# World's Ugliest Dog



## nodakoutdoors.com (Feb 27, 2002)

http://www.heraldandnews.com/articles/2 ... glydog.txt


----------



## MossyMO (Feb 12, 2004)

Man, that is ugly. Getting him into an orthodontist wouldn't even help !!!


----------



## mallard (Mar 27, 2002)

Looks like something you would see in a sci-fi movie.


----------



## mallardhunter (May 15, 2004)

dam that is ugly.


----------



## Jiffy (Apr 22, 2005)

That thing needs to be shot....


----------



## always_outdoors (Dec 17, 2002)

Don't get him wet, don't feed after 11pm, and don't take him out into the sunlight. Isn't that what the rules are for gremlins?


----------



## oklahomawatrfwlr (Jan 31, 2005)

is that possessed?!


----------



## diver_sniper (Sep 6, 2004)

good lord, i had no idea what i was getting myself into when i clicked on that link, ill see that thing in my nightmares for months


----------



## faithsdave (Jan 8, 2004)

Scared the %&*# out of me.


----------



## njsimonson (Sep 24, 2002)

Hilariously disgusting! Just what I needed.


----------



## gundogguru (Oct 7, 2003)

Man ya'll need to warn a guy about a link like that.


----------



## Goose Guy350 (Nov 29, 2004)

Hey guys, quit ragging on my dog

Just kidding, thats a face only a mother could love.

:lol:


----------



## Burly1 (Sep 20, 2003)

I don't care who you are, That's ugly right there. They should recruit that thing for horror movies. Burl


----------



## tmonster (Jan 27, 2005)

Wow, that is insane. the sad thing is that some girl out there thinks that gnarly mutt is cute.


----------



## curty (Sep 18, 2003)

OMG!! Thats one ugly Mutt. Ill bet when he was born his mother tucked her tail and ran like hell.


----------



## taddy1340 (Dec 10, 2004)

That dog closely resembles what the baby of Michael Jackson and Joan Rivers woud look like if they ever reproduced in another life! Words can't describe that THING!!!


----------



## DeltaBoy (Mar 4, 2004)

Now that's ugly! Looks like Paris Hilton left her little pup on the street...


----------



## fishhook (Aug 29, 2002)

wonder what the mailman thinks when he's gotta go to that house and that dog err...thing is outside.

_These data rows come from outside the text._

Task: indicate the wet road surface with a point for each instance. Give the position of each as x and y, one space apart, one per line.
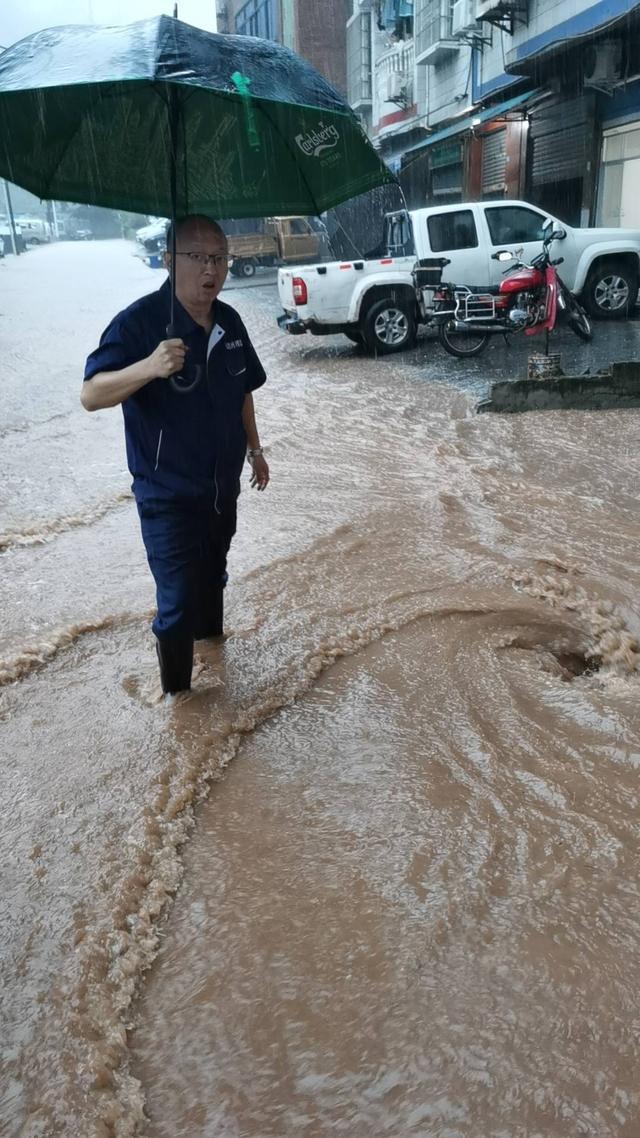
410 906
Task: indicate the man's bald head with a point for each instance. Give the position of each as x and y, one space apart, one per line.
194 228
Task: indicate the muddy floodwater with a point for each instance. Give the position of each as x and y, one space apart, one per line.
379 874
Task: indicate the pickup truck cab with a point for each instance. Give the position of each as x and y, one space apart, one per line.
374 299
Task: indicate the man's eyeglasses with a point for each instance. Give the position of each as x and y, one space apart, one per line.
203 260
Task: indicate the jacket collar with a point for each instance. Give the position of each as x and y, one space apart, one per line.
183 323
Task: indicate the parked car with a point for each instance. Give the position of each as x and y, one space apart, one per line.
153 237
6 234
34 230
601 266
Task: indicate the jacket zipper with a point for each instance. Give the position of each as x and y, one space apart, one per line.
157 452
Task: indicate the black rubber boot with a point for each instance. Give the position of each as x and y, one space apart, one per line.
211 618
175 659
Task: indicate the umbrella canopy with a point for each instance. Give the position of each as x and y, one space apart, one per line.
163 118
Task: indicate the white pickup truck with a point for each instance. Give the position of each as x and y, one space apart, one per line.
372 301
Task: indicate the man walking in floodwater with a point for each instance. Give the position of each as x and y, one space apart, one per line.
186 438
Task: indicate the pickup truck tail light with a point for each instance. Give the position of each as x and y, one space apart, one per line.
300 290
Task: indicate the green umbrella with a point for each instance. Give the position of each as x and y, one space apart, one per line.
163 118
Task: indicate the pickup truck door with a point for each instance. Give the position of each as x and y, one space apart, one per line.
453 233
519 228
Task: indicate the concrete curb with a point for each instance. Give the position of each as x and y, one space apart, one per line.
613 388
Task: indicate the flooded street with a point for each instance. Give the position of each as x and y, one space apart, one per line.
399 811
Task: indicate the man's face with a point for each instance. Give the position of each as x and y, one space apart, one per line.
198 282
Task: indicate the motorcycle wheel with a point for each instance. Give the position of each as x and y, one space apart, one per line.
577 319
461 344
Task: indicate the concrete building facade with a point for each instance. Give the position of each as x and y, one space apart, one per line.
314 31
503 98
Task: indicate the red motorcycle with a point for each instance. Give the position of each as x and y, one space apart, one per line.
528 299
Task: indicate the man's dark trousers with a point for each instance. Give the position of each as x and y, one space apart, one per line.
187 545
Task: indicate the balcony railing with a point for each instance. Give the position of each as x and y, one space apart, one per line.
434 38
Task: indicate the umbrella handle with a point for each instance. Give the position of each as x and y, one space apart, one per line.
178 381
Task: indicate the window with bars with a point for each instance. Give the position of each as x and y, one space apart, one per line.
433 23
257 17
359 59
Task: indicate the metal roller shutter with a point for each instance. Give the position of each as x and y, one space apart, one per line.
560 141
494 162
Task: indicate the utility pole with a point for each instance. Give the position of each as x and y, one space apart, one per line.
10 214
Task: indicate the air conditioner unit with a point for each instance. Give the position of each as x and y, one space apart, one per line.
464 19
602 64
484 7
396 85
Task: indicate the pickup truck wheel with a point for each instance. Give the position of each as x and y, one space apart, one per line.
390 326
610 290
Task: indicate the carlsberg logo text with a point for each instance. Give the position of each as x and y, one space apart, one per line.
314 142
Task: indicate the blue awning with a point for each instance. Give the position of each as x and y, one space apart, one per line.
466 124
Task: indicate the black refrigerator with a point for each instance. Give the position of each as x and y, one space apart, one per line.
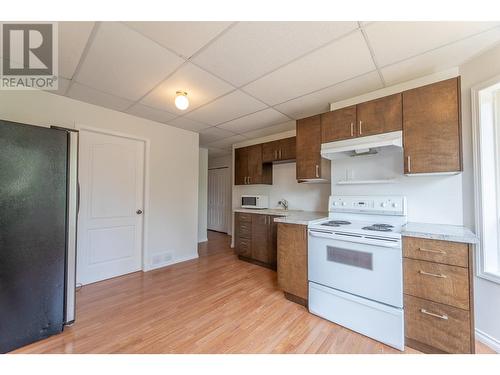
38 216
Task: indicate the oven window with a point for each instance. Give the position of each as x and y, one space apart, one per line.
248 201
353 258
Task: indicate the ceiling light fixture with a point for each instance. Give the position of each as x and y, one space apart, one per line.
181 100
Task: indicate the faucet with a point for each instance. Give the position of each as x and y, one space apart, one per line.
284 203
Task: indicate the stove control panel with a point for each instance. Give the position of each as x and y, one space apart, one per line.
390 205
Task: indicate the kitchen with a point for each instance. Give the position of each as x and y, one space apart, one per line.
375 149
248 191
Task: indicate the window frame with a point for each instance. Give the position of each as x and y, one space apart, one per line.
477 172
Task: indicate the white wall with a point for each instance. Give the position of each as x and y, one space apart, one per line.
486 294
306 197
172 210
202 195
431 199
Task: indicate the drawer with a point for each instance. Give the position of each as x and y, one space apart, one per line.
245 217
245 230
437 282
446 252
244 247
443 327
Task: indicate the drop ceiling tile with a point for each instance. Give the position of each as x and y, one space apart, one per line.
123 62
63 85
270 130
251 49
89 95
337 62
213 134
319 101
440 59
215 152
73 37
226 143
185 38
254 121
395 41
201 87
226 108
187 124
150 113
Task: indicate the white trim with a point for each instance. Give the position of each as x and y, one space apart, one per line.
146 197
397 88
476 163
172 262
488 340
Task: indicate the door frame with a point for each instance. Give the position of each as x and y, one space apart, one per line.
145 220
228 197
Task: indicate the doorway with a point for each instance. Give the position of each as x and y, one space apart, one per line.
110 231
219 199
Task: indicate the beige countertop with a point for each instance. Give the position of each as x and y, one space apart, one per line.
454 233
288 216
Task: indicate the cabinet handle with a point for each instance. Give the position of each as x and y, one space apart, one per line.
432 251
440 275
424 311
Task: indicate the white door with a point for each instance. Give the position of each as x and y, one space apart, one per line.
218 199
111 174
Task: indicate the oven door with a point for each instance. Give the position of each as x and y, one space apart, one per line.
368 270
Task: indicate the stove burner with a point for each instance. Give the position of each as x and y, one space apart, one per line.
336 223
379 227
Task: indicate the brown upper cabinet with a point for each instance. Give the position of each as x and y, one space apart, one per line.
339 124
248 167
432 128
310 165
280 150
382 115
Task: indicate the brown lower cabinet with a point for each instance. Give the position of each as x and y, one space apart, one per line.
438 296
292 262
255 238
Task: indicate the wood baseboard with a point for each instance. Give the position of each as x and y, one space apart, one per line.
257 262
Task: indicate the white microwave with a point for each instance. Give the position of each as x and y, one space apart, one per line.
255 201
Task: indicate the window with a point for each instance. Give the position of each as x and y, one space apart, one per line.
486 132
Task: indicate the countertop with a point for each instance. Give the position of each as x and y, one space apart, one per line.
288 216
454 233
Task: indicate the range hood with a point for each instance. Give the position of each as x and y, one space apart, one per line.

Thats the greatest guard dog ever.


----------



## torf (Mar 11, 2002)

There is nothing good about that dog.


----------



## Canada_Hunter (Mar 21, 2004)

> thats a face only a mother could love


 :lol: :lol: :lol:


----------



## dlip (May 16, 2004)

I thought that thing had been thrown in a fire or something. I've since some pretty stomach turning scenes from accidents with animals, and that is supposed to be like that??????????!!!!!!!!!!! That's not ugly, that is downright scary. Those white eyes. Man!



> That thing needs to be shot....


I agree with that.


----------



## dakotaoutdoors (May 16, 2005)

That is the freakiest dog I have ever seen. Based on the teeth, it wouldn't happen to be British would it. J/K


----------



## Scraper (Apr 1, 2002)

You know how they say that people and their dogs start to look alike, that must be the reason that there is no picture of the dog's owner.


----------



## jamartinmg2 (Oct 7, 2004)

Man..... I made the mistake of showing it to my 10 year old daughter and she ended up not being able to sleep last night... Thanks a lot Chris. :wink: I am thinking though, that if you placed this dog on your front porch, you wouldn't have too much trouble with the people who market their products, or religion, on a door to door basis.


----------



## always_outdoors (Dec 17, 2002)

Dakotaoutdoors: Britsh...that is hilarious!

jamartin: I am 31 and still having bad dreams of that thing.

That is by far the ugliest dog I have ever seen in my entire life.


----------



## PJ (Oct 1, 2002)

I wonder if it would retreive ducks? That has to be fake!


----------



## Niles Short (Mar 18, 2004)

must live next to a nuculear power plant


----------